NEWS

Sri Mulyani Kaget Banyak Anak Muda Mau Jadi 'YouTuber'

Pendidikan anak muda di Indonesia sangat rendah.

Sri Mulyani Kaget Banyak Anak Muda Mau Jadi 'YouTuber'Sri Mulyani Indrawati (Menteri Keuangan Republik Indonesia) - Sesi Pembukaan Indonesia Millennial and Gen-Z Summit 2023
30 November 2023
Follow Fortune Indonesia untuk mendapatkan informasi terkini. Klik untuk follow WhatsApp Channel & Google News

Jakarta, FORTUNE - Menteri Keuangan, Sri Mulyani Indrawati, mengaku terkejut dengan banyaknya anak muda yang bermimpi menjadi 'YouTuber'. Menurutnya, cita-cita tersebut takkan berkelanjutan dan kerap kali hanya berujung pada popularitas sesaat.

Dia mengungkapkan opininya tersebut saat berbicara dalam acara Capturing Golden Momentum Towards Indonesia Emas 2045 - Indonesia-Europe Investment Summit 2023, Kamis (30/11).

"Content creator mungkin sesuatu yang, ya, menurut saya ini bisa cukup memberikan ketenaran instan dan mungkin juga sejumlah uang. Ini benar-benar situasi yang menggemparkan dan mengejutkan. Dan saya tahu tujuan dan impian seperti itu tidak akan berkelanjutan," ujarnya.

Di samping itu, tidak semua orang ingin membuka platform YouTube hanya untuk melihat orang lain bercerita tentang aktivitas harian atau pengalaman-pengalaman pribadi penggunggahnya.

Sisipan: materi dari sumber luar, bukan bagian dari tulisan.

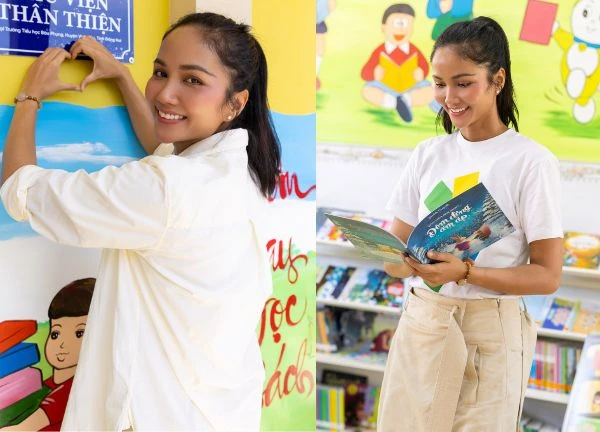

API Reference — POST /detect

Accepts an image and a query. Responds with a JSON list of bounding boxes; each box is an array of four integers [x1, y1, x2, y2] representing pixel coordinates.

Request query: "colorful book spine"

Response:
[[529, 340, 581, 394], [0, 367, 42, 410], [0, 342, 40, 378], [0, 320, 37, 353]]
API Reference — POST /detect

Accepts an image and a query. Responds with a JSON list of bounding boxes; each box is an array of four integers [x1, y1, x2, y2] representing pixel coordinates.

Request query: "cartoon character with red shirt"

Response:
[[0, 278, 96, 431], [361, 3, 441, 123]]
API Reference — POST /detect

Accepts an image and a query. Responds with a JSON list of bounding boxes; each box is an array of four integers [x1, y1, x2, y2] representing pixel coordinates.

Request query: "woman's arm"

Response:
[[383, 218, 414, 278], [71, 36, 160, 154], [2, 48, 78, 184], [406, 238, 563, 295], [0, 408, 50, 432]]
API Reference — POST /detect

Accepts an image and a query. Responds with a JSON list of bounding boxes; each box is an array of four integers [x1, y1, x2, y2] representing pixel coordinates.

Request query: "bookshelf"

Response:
[[316, 240, 600, 415], [317, 353, 569, 406], [317, 240, 600, 290]]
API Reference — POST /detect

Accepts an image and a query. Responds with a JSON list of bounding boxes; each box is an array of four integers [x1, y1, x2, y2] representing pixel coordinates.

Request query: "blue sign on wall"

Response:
[[0, 0, 134, 63]]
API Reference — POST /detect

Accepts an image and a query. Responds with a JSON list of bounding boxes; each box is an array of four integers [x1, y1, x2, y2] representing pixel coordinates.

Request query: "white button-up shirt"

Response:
[[0, 129, 271, 431]]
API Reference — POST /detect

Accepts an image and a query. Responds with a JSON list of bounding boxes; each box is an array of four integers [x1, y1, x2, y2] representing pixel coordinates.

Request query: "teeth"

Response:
[[158, 110, 184, 120]]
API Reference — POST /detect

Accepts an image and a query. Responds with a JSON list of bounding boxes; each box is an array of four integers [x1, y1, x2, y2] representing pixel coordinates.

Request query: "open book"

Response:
[[327, 183, 515, 264], [379, 52, 419, 93]]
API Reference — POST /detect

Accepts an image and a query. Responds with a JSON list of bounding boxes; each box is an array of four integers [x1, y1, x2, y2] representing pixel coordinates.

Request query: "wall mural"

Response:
[[317, 0, 600, 162]]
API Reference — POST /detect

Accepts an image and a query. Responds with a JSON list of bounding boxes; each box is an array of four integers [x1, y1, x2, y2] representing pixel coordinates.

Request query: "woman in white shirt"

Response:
[[1, 13, 280, 431], [377, 17, 562, 432]]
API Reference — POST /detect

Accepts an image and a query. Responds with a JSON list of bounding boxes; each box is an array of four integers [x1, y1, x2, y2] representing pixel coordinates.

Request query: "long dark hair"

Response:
[[163, 12, 281, 196], [430, 16, 519, 133]]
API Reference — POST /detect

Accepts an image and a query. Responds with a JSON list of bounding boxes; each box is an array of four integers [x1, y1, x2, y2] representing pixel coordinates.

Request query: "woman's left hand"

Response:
[[404, 251, 467, 286], [21, 48, 79, 99]]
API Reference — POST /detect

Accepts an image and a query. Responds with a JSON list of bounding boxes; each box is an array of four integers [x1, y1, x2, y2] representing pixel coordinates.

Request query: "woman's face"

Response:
[[146, 26, 235, 151], [431, 46, 504, 141]]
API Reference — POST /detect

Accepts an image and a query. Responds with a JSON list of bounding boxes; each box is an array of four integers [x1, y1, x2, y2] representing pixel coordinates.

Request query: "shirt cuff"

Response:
[[0, 165, 44, 222]]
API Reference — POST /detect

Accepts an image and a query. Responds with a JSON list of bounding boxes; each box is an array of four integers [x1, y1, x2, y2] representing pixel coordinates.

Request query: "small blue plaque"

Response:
[[0, 0, 134, 63]]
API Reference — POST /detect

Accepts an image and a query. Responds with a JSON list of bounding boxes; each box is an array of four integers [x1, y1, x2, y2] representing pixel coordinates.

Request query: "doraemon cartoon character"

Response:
[[552, 0, 600, 123]]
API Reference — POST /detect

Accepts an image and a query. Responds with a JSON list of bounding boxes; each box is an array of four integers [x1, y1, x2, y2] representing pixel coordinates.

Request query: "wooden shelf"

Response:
[[317, 240, 600, 289], [317, 299, 587, 343], [525, 388, 569, 405], [317, 299, 402, 316], [317, 353, 385, 373], [317, 353, 569, 405], [538, 327, 587, 342]]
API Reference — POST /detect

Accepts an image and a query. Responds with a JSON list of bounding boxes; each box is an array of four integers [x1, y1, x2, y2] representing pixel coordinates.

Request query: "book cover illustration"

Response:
[[562, 334, 600, 432], [563, 231, 600, 269], [317, 209, 389, 243], [379, 52, 419, 93], [542, 297, 579, 330], [328, 183, 515, 264]]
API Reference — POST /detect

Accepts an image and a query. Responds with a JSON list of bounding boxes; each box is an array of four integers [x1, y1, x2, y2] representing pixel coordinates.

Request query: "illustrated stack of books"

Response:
[[317, 384, 346, 431], [524, 296, 600, 334], [317, 369, 381, 431], [317, 265, 405, 308], [521, 416, 560, 432], [563, 231, 600, 270], [0, 320, 48, 426], [529, 340, 581, 394]]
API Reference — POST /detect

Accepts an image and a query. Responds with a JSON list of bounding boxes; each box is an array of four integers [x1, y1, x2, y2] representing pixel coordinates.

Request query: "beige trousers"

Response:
[[377, 289, 537, 432]]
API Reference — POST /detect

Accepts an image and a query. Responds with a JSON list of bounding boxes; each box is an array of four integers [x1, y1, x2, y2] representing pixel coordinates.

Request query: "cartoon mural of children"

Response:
[[552, 0, 600, 124], [361, 3, 440, 123], [427, 0, 473, 40], [317, 0, 336, 90], [0, 278, 96, 431]]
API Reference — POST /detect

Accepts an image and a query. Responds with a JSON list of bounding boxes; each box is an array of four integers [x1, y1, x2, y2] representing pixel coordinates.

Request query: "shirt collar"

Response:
[[168, 128, 248, 157], [383, 40, 410, 54]]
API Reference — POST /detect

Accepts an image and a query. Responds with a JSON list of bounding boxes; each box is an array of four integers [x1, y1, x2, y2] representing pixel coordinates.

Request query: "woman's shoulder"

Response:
[[511, 131, 558, 162]]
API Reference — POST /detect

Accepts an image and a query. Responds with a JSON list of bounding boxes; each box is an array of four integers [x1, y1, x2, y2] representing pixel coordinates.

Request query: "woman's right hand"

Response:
[[70, 36, 126, 91], [21, 48, 79, 100]]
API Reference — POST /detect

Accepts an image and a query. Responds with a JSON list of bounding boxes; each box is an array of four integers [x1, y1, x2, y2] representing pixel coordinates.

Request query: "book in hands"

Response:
[[327, 183, 515, 264]]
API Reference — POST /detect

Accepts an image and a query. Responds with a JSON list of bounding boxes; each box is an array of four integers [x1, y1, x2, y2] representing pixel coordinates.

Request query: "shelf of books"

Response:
[[317, 353, 385, 373], [317, 299, 402, 316], [316, 210, 600, 430], [525, 388, 569, 405]]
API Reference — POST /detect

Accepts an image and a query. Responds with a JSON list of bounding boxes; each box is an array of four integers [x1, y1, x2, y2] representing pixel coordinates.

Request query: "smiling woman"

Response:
[[377, 17, 562, 432], [0, 13, 281, 430]]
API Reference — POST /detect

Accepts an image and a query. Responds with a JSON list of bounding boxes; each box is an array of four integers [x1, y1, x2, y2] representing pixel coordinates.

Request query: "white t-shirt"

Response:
[[0, 129, 271, 431], [387, 129, 563, 298]]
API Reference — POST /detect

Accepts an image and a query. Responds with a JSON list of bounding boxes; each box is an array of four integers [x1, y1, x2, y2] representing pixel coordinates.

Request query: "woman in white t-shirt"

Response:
[[378, 17, 562, 432], [1, 13, 280, 431]]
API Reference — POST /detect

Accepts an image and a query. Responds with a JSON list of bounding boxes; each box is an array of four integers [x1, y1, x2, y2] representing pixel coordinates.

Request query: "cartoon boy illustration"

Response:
[[361, 3, 440, 123], [0, 278, 96, 431], [552, 0, 600, 124], [317, 0, 336, 90], [427, 0, 473, 40]]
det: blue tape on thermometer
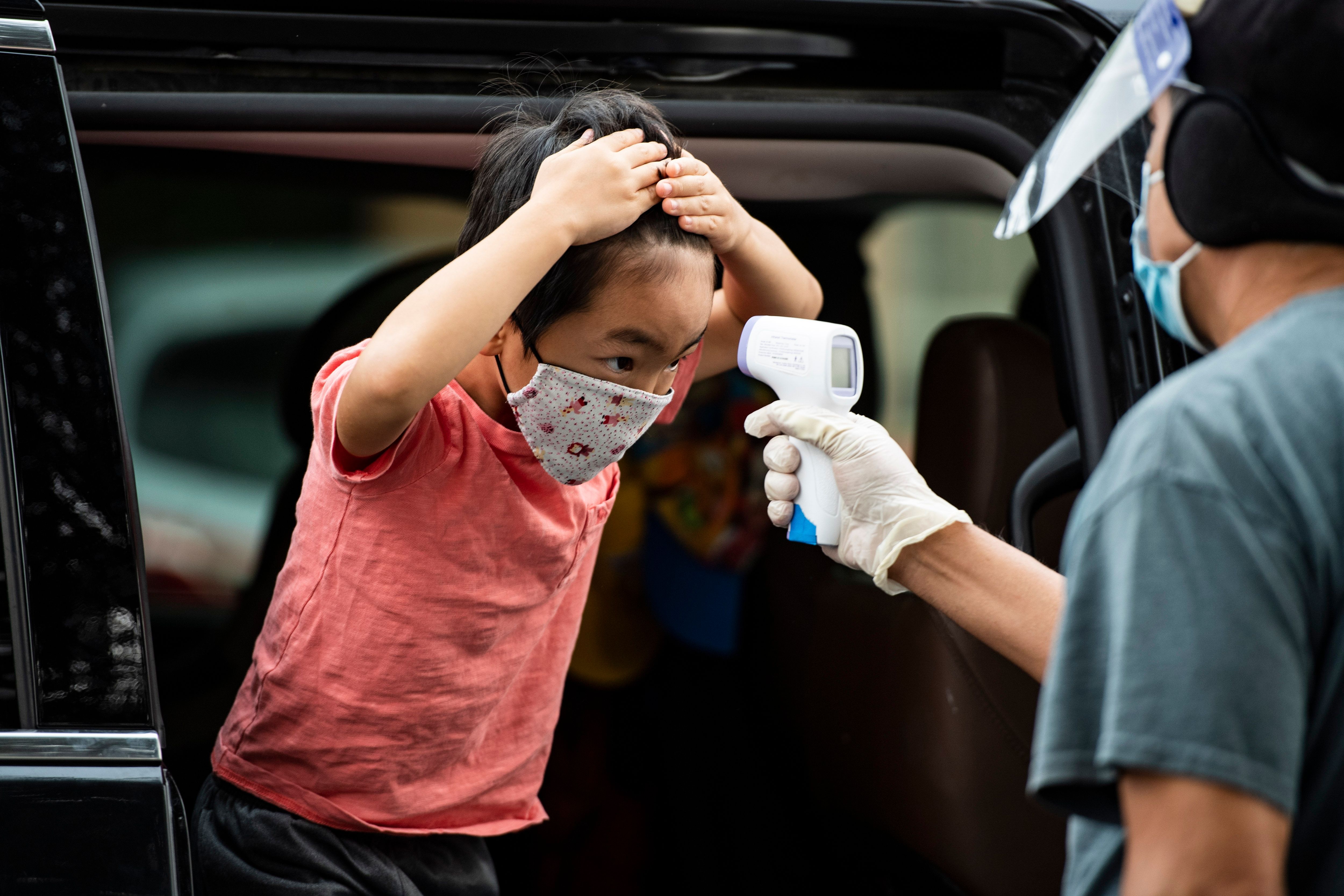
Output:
[738,316,863,545]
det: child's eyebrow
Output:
[606,326,663,349]
[606,326,710,355]
[677,324,710,355]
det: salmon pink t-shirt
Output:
[211,342,700,834]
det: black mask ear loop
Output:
[495,348,546,396]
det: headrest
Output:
[915,317,1064,533]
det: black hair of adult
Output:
[457,87,714,355]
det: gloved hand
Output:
[745,402,970,594]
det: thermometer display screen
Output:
[831,340,853,390]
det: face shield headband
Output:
[995,0,1189,239]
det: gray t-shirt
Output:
[1030,289,1344,896]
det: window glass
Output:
[84,147,466,642]
[860,202,1036,453]
[0,591,19,729]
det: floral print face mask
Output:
[495,355,673,485]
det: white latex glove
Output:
[745,402,970,594]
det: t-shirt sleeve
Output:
[653,341,704,423]
[1030,474,1312,822]
[309,340,458,492]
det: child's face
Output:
[528,248,714,395]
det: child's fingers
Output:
[630,161,663,189]
[593,128,644,152]
[663,158,710,177]
[657,193,728,216]
[618,144,668,170]
[659,173,719,198]
[677,215,727,236]
[556,128,593,155]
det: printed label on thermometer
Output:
[757,330,808,376]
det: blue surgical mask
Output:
[1129,161,1211,352]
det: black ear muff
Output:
[1163,93,1344,247]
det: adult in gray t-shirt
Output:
[746,0,1344,896]
[1030,290,1344,896]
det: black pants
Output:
[192,775,500,896]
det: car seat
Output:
[763,317,1067,896]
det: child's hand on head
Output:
[528,128,668,246]
[656,151,751,255]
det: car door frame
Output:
[0,9,192,896]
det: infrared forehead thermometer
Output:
[738,317,863,547]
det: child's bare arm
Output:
[336,129,667,458]
[656,153,821,379]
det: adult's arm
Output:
[1120,770,1292,896]
[746,402,1064,681]
[887,518,1064,681]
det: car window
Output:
[860,202,1036,453]
[85,148,465,665]
[0,596,19,729]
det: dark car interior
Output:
[0,0,1210,896]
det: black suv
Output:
[0,0,1188,896]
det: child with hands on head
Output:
[195,90,821,893]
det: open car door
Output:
[0,7,191,895]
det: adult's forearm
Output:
[887,523,1064,681]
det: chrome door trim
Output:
[0,19,56,52]
[0,731,163,762]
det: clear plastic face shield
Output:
[995,0,1198,239]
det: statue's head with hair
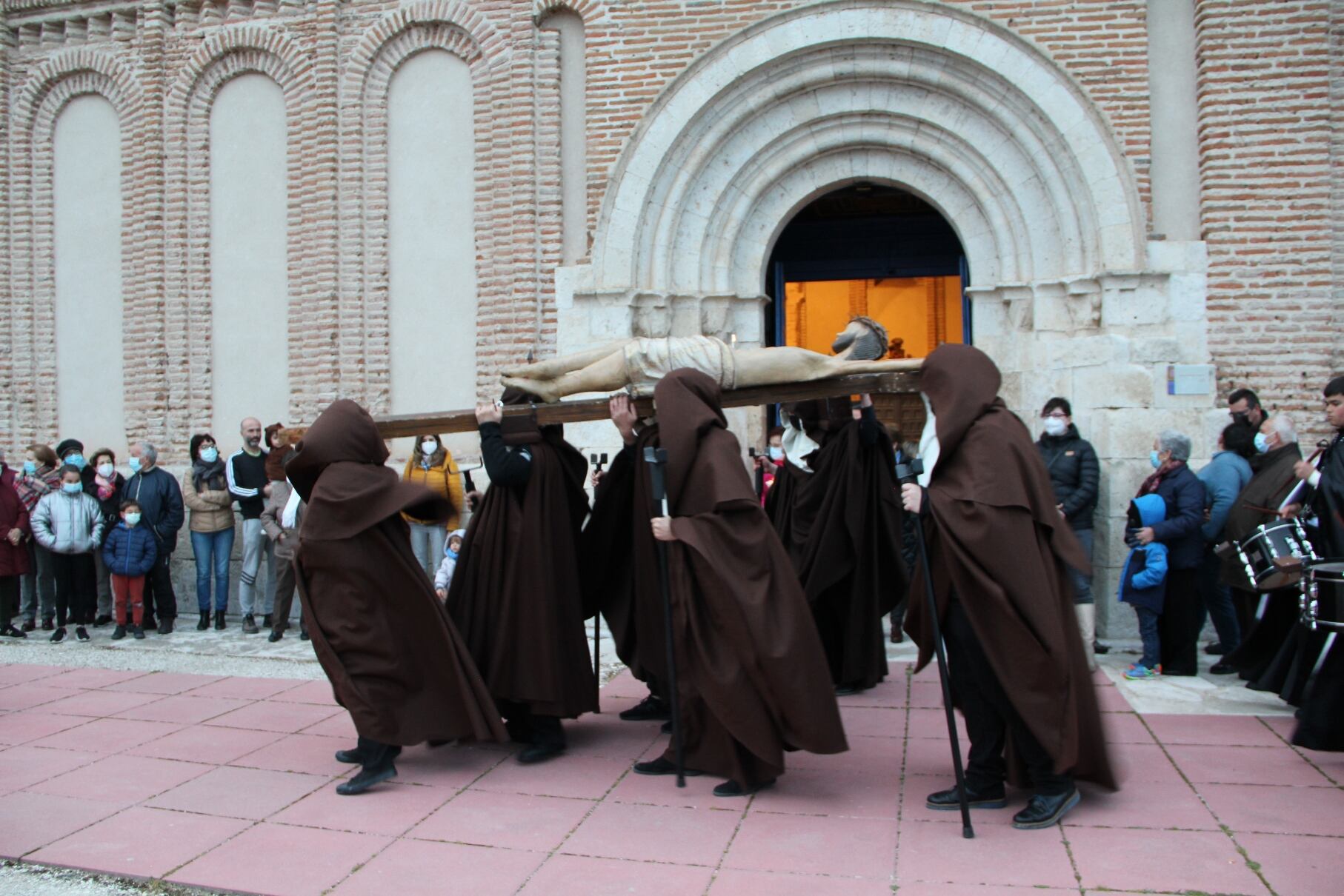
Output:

"Tidak semua orang mau membuka YouTube dan Anda menyapa, 'hai saya baru bangun tidur. Saya bermimpi sangat buruk hari ini, dan hari ini saya sarapan dan Anda tahu sarapan ini sangat tidak enak.' Dan Anda hanya menceritakan siaran langsung Anda setiap hari," katanya.

Masalah demografi

Dalam kesempatan tersebut, Sri Mulyani juga mengatakan bahwa Indonesia tengah dihadapkan pada masalah fundamental berupa demografi muda berpendidikan rendah. Oleh karena itu, perhatian pemerintah untuk mengisi kesenjangan pendidikan pada usia muda tersebut menjadi salah satu hal yang penting. 

"Demografi kami  tergolong muda, namun demografi tersebut juga memerlukan investasi yang besar. Kebanyakan dari mereka hanya berpendidikan SD dan SMP dan mulai memasuki dunia kerja. Jadi, angkatan kerjanya adalah generasi muda yang seharusnya positif, namun generasi muda tersebut tidak berpendidikan dan kurang berketerampilan. Itu menjadi masalah," ujarnya.

Dia juga menyampaikan keresahannya soal perkembangan teknologi digital dan kecerdasan buatan (AI) yang berpotensi mengotak-kotakkan masyarakat berdasarkan preferensinya.

"Kita sebenarnya sudah diatur secara sistematis oleh AI. Saya hanya bertemu dengan orang-orang yang ada di cluster saya. Dan kemudian cluster ini hanya berada di antara cluster tersebut, dan tiba-tiba Anda merasa terasing, dengan orang lain," katanya.

Pada skala lebih luas, dia juga khawatir perkembangan AI justru dapat mengganggu keberlanjutan dan merusak kualitas demokrasi Indonesia.

"Indonesia adalah sistem demokrasi terbuka seperti Eropa, sama seperti AS. Namun, demokrasi dengan intervensi AI seperti ini, saya harus mengatakan kita harus sangat berhati-hati dalam hal keberlanjutan dan kualitas demokrasi," ujarnya.